Yo de niño consumí moderadamente estos tebeos. Entonces no los llamábamos cómics. Era tebeos. Cuando digo de niño me refiero a que comencé a leer alguno allá a los ocho años, y no creo que leyese ninguna más pasados los diez u once años. Compré muy pocos. Los intercambiábamos. Con lo cual, las historias que se continuaban nunca las leía en el orden adecuado. Me daba igual. Nunca tuve un superhéroe favorito, pero en los tebeos de los Vengadores, salía un personaje que se llamaba Wanda, la Bruja Escarlata, que me producía una extraña desazón, que sólo algunos años más tarde identifique inequívocamente con el deseo sexual. Pero de esto tenía yo poca conciencia entonces. No fui un retrasado en mi desarrollo sexual, pero tampoco precoz. Cada cosa a su tiempo. Y estos son casi todos los recuerdos notables que de aquella época y sobre aquellos tebeos me quedan.

Así que este tipo de películas las he recibido siempre con la debida distancia y frialdad. También dándoles las debidas oportunidades como a cualquier otro filme de aventuras. Lo que pasa es que con casi todas me pasa lo mismo que con este, dirigida por Jon Favreau. Con líneas argumentales básicas:

  • Tipo que descubre o adquiere “superpoderes”.
  • Tipo que las pasa canutas cuando los empieza a usar.
  • Tipo que mejora la cosa.
  • Tipo que se enfrenta finalmente a uno muy malo, más fuerte y más rápido, pero al que vence.

Entre medio, puede tener amoríos, o al menos algún tipo de tensión sexual con una bella moza, y algún que otro conflicto familiar o social, según la naturaleza de sus poderes… pero no hay más. Bueno sí… un despliegue absurdo y atronador de pirotecnia y otros efectos especiales, que aseguran que la historia nunca sea lo importante en la película.

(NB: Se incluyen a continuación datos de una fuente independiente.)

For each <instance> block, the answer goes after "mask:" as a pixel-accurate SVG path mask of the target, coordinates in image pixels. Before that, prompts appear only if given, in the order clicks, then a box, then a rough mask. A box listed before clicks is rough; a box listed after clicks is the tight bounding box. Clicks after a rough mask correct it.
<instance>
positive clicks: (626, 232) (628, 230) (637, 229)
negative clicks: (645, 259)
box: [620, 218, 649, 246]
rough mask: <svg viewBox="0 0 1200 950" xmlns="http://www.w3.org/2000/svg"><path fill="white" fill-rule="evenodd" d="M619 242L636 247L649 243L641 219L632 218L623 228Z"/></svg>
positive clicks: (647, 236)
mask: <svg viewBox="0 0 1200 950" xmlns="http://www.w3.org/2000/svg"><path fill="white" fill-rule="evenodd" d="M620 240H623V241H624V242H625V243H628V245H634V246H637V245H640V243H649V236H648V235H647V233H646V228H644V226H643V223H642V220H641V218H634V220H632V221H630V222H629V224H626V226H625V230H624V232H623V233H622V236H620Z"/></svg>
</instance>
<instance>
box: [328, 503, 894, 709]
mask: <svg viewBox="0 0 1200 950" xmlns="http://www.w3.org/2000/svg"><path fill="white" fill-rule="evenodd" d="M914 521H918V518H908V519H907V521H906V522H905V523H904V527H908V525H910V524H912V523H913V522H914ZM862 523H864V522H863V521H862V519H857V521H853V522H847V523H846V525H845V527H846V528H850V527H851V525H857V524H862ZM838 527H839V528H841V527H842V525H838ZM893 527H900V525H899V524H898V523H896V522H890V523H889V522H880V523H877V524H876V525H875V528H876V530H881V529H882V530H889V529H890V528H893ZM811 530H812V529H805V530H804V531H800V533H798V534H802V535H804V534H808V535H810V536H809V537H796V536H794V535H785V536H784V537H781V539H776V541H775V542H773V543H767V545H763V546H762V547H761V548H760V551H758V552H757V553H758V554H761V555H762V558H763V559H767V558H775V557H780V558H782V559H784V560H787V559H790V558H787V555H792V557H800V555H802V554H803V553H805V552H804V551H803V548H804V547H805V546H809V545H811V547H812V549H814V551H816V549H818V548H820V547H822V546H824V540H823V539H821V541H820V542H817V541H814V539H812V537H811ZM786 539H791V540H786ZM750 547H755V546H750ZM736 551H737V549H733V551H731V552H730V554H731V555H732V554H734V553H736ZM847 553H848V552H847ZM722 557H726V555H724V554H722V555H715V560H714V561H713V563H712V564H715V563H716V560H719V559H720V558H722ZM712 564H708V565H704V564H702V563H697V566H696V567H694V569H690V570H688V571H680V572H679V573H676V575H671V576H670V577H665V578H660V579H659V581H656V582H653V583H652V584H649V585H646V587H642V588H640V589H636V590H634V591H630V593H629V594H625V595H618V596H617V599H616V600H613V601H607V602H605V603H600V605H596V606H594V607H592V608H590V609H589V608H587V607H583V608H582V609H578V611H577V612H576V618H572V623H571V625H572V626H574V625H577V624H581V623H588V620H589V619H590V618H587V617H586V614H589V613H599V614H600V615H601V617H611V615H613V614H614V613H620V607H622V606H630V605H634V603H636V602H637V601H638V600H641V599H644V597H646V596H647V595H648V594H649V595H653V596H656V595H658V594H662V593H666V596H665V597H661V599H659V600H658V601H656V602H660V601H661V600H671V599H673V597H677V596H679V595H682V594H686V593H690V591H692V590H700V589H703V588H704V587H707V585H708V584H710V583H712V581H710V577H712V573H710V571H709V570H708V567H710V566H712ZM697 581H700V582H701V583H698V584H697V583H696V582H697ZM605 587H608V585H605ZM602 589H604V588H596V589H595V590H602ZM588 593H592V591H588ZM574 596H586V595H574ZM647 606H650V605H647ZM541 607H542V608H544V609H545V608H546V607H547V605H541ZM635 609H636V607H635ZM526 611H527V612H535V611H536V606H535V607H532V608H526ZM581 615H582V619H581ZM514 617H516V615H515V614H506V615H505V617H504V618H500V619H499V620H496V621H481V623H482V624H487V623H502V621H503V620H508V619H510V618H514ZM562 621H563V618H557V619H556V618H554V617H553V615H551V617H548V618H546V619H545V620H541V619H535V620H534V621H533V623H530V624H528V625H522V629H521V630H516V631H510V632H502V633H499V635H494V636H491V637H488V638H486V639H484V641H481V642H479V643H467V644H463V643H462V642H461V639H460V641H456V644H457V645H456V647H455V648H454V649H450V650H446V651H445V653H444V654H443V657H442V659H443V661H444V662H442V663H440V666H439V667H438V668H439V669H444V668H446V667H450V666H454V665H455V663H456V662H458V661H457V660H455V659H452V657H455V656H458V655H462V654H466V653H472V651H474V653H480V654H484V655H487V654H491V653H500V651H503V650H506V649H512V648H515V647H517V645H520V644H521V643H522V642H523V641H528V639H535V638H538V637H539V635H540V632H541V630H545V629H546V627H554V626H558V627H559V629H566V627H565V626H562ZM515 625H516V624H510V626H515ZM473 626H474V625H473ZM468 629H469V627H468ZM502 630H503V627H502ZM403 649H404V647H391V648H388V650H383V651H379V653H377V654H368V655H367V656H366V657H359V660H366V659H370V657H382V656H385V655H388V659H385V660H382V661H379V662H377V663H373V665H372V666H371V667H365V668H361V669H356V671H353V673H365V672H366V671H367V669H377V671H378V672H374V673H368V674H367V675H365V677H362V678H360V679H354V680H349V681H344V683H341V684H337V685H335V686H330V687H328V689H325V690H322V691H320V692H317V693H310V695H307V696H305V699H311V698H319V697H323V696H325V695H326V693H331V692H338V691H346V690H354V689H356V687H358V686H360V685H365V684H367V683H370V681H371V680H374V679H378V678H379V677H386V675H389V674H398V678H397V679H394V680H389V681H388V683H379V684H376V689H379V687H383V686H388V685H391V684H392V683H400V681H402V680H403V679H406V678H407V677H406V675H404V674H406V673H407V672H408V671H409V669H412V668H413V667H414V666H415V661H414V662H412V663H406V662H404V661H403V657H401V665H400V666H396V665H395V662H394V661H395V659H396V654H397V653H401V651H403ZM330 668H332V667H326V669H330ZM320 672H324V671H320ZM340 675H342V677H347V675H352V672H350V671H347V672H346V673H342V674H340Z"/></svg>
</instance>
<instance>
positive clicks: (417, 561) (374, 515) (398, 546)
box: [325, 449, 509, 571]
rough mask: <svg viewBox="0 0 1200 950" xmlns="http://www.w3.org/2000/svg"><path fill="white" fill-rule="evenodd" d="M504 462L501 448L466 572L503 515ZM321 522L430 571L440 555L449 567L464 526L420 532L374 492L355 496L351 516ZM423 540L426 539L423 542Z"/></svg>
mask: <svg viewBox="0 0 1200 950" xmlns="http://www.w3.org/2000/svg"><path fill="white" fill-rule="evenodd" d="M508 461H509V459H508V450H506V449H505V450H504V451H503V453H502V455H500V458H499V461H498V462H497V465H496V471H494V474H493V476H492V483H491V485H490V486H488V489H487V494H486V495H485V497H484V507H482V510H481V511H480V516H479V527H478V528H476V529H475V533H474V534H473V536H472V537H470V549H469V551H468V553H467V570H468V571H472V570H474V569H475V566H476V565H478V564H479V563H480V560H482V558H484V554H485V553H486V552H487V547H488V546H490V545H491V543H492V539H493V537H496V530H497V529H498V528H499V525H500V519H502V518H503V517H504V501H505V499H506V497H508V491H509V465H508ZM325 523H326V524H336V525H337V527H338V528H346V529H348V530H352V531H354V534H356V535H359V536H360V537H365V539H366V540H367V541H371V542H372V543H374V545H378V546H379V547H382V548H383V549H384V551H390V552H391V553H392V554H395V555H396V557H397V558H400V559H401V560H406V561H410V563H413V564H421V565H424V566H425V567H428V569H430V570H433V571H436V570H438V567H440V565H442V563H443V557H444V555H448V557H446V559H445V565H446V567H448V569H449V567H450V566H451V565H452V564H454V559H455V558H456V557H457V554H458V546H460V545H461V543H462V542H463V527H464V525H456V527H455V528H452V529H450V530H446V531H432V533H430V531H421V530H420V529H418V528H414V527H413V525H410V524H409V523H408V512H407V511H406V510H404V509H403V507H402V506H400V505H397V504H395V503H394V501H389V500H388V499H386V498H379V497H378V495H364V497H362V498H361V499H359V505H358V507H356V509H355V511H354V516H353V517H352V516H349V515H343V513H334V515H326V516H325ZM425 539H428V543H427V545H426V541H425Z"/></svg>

En la que aquí nos ocupa, se han preocupado de que el reparto sea de campanilla. El héroe es Robert Downey Jr. El malvado, un irreconocible Jeff Bridges. ¿Os acordaís de cuando le tocaba el piano o lo que sea a Michelle Pfeiffer, o cuando era el Gran Lebowsky? Pues ya ves. El florero de turno, Gwyneth Paltrow con su carrera como actriz en caída libre.

En el argumento nada original. Y ya cansa el tema de los árabes/afganos o similares que son malísimos y tontos. No son originales ni para buscar nuevos villanos. Queda pueril. Sin embargo, la película cumple con el objetivo de entretener. Y el Downey consigue hacer un personaje un poco más simpático y con un poquito más de personalidad que en otras por el estilo. Al final, buscas dónde vomitar la dosis de maniqueismo barato que destilan estos productos, y te vas a casa o donde sea a buscar un poco de estímulo intelectual.

Yo le pongo un cinco en la valoración subjetiva, con otro tanto en la dirección, y un seis en la interpretación, porque me cae simpático el protagonista. Y ya está. A olvidarse de la cuestión.

En la película me queda la duda de si el protagonista es un gran científico. Pero lo que sí resulta ser es un notable herrero; como el que había recientemente en el Mercado de los Sitios en el Barrio de San Gregorio.

En el fuego al rojo

(Canon EOS 40D; EF 24-105/4L IS USM)

Nota geek: Los monitores de los ordenadores del bueno son de Apple. Lo del malo son de Dell. ¿Ambas empresas hacen product placement? ¿O sólo lo hace Apple, desacreditando también los productos rivales? ¿O es cosa del diseño de producción de la película que identifica una marca con lo bueno y la otra con lo malo? Rediez,… me carcome la duda.